Adalet Ağaoğlu – Bir Düğün Gecesi

Hasan

New member
ADALET AĞAOĞLU – BİR DÜĞÜN GECESİ
Adalet Ağaoğlu’ndan nefis bir roman: Bir Düğün Gecesi.

Okuduğum birçok kitap gibi bu kitabın da ilk bölümleri oldukça sıkıcıydı. Ta ki Tezel ile karşılaşana dek. O anlattıkça, o anlatıldıkça kitap su gibi aktı gitti. Dar Zamanlar serisinin ikinci kitabıymış meğer. Ölmeye Yatmak ve Hayır isimli kitapları da serinin diğer kitapları. Şu an başka bir kitaba geçtim ama bulduğum ilk fırsatta diğer iki kitabı da mutlaka okuyacağım.
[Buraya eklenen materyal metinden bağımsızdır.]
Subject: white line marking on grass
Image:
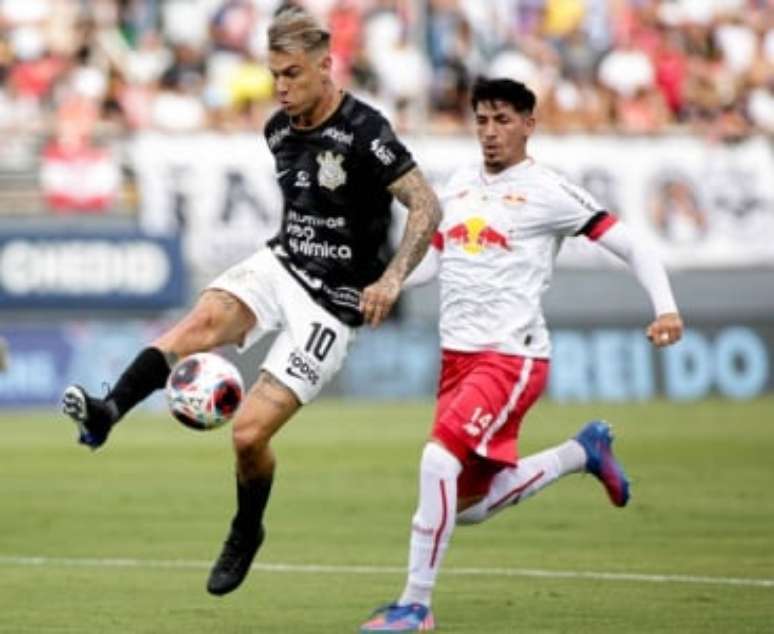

Not defterime birkaç satır eklemişim kitaptan. İlk başlarda her şeyi kopyalıyordum, sonra kayboldum satırlarda, ne aklıma not almak geldi ne de tutulduğum cümleleri ezberlemek.

“Hâlâ çok yakışıklı olduğunu biliyor musun?”

İçten mi? Dalga mı geçiyor? İçten olmasını diliyorum. Hoş bir duygu bu, neden saklamak: Bana kız öğrencilerimin sık sık duydukları hayranlığı bile anımsatıyor şimdi. Hoş, çok hoş bir duygu. Olgun, dengeli bilim adamlığından sıyrılıvermek gibi, insanlar içinde herhangi bir insan oluvermek gibi… Herhangi biri olmak hiç acı vermiyor sanki bana. Ansızın. Bir an için de olsa…”
(Sayfa 46-47)

“Bu öğle sonu hâlâ beklediğim bir şeyler olduğunu korkuyla algıladım. Saat dört sularında. Sami gelmemişti. O ağır, yüklü bulutlar bir türlü boşanıp inmemişti. Beklediğim büyük yağmur yağmamıştı. Bir rüzgâr patlamamıştı. Hava ne kararmış, ne aydınlanmıştı. Yokuş aşağı iniyordum. Cihangir’e doğru iniyordum. Deniz bir türlü karşıma çıkmıyordu. Deniz benim oturduğum sokakta bir türlü çıkmaz insanın karşısına. O eski külüstür apartmanın sürekli tavada balık kokan merdivenlerini onca tırmanırsın, tâ tepeye, benim kötü bir gaz sobasıyla ısınıyormuş gibi olduğum iki odalı döküntüye girersin, dosdoğru cama yürürsün de, deniz yine göstermez yüzünü. Pencerenin önü yeni, büyük yapılarla örtülmüştür. Örtülmese ben burda oturamazdım. Yarın burası da yıkılacak. Burası da
ardındaki başka yapıları örtecek. Şimdi içlerinde bir Tezel’in ya da Tezel gibilerinin oturdukları yapıları. Deniz bizden hep kaçırılacak ve yağmur hep, yağmuru hiç seçemediğimiz yerlere yağacak.”
(Sayfa 49)

“Ama şuramda bir bulantı. Gitmiyor, geçmiyor. İnsanlar arasında durmadan mikrop gibi yayılan bir hastalığın bulantısı bu. Kuşku ve güvensizlik. Bunları böyle böyle düşünmek zorunda kalışım… Yoklaya yoklaya yaklaşmak herkese. Şu anlamda ya da bu anlamda…”
(Sayfa 55)

“Bitti. Geçiştirdi yüreğine damlayan yağmuru. Şimdi kupkuru bir gökyüzü. Kupkuru bir yürek.”
(Sayfa 66)

“Gorki ‘Bir daha hiç’ sözünden iğrenirmiş. Ben ‘Hiçbir şey’ sözünü ağzıma almazdım. Hangi gün, o günün hangi saatinde sözlüğüme girmiş?”
(Sayfa 66)

“Sevgimizin kılıfı içine ya çok dar geliyorum, ya çok bol duygusu taşıyorum. “
(S.107)

“Yere, erimiş sulu karın oluşturduğu renkli, ışıltılı küçük bir gölcüğe bakıyordum. İki yanağımdan öpüldüğümü duydum. Bıyıklarımın iki yanma birer çiçek asılmış da, onları düşürmek istemezmişim gibi kıpırtısız kalakaldım.”